Al-Jazeera also said a banner advertisement on its Arabic-language site was taken down for more than two hours early today and replaced with a slogan reading "Together for the collapse of Egypt" which linked to a page criticising the network.
"Our website has been under relentless attack since the onset of the uprisings in Egypt," a statement from Al-Jazeera said. "While the deliberate attacks this morning were an attempt to discredit us, we will continue our impartial and comprehensive coverage of these unprecedented events."

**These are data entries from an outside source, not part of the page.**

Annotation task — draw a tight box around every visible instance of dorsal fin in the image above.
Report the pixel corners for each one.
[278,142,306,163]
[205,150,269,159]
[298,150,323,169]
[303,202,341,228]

The Committee to Protect Journalists, a New York-based media watchdog, on Thursday said that it had recorded 24 detentions of journalists, 21 assaults and five cases in which equipment was taken away over a 24-hour period. Among those detained have been correspondents for The New York Times and Washington Post.
Foreign photographers reported attacks by supporters of President Hosni Mubarak near Tahrir Square in central Cairo, the focal point of increasingly violent mass demonstrations demanding the Egyptian leader step down after 30 years in power.
In Geneva, the UN's high commissioner for human rights, Navi Pillay, called the detentions of journalists "clearly a blatant attempt to stifle news."
She said "one of the prime drivers of this chaos seems to have been the actions of Egypt's security and intelligence services" and called for an end to violence and an investigation into whether it was planned.